Critics entering an advance screening of “Batman v Superman: Dawn of Justice” were asked to sign a confidentiality agreement promising not to reveal “plot or character” developments before the film’s release. At least two spoilers, however, are worth revealing up front.
The first concerns Ben Affleck, whose casting as Batman raised a caps-lock outcry back in 2013. Surprise — he’s pretty good. With silvery temples and haunted eyes, Affleck brings a welcome touch of vulnerability to a traditionally ice-cold character. His altered Batman voice is a low rumble that feels almost warm compared to Christian Bale’s threatening hiss in the “Dark Knight” films.
The second spoiler is that, in most other respects, “Batman v Superman: Dawn of Justice” is not a good movie.
Its problems are built into its title, which promises a big battle between two DC Comics good-guys, but teams them back up for a future franchise, “Justice League.” To manage this hate-love flip-flop, screenwriters Chris Terrio and David S. Goyer invent some very flimsy and mercurial motivations for our two heroes.
Initially, they view each other as dangerous vigilantes (pot, meet kettle), though it’s Batman who’s angriest. He blames Superman (Henry Cavill) for a city-wrecking fight against General Zod (see 2013’s “Man of Steel”) that leveled Bruce Wayne’s financial headquarters and killed countless people.
But didn’t that battle take place in Superman’s Metropolis? Did Wayne commute there from Gotham? Director Zack Snyder does his best to allow two versions of New York City to co-exist, but the question nags. When Batman finally visits Lex Luthor (Jesse Eisenberg, distractingly twitchy), he’s cheerfully told, “You ought to hop over the harbor more often.” So there’s a ferry?

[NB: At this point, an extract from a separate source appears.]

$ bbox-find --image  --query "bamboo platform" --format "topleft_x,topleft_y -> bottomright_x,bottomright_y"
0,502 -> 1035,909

These and other logical quibbles – people constantly know things they shouldn’t, or don’t know things they should – prevent the film from making sense even on its own terms. What’s more, the title-card bout turns out to be mere padding before another, unrelated climax. No spoilers, but it involves a mysterious woman (Gal Gadot) whose first name is presumably Wonder. (Speaking of women, Amy Adams returns as Lois Lane in distressed-damsel mode.)
Overlong, underdeveloped and almost entirely humorless, “Batman v Superman: Dawn of Justice” may please die-hard fans by pitting two DC icons against each other. Everyone else may want to wait for the next Marvel movie.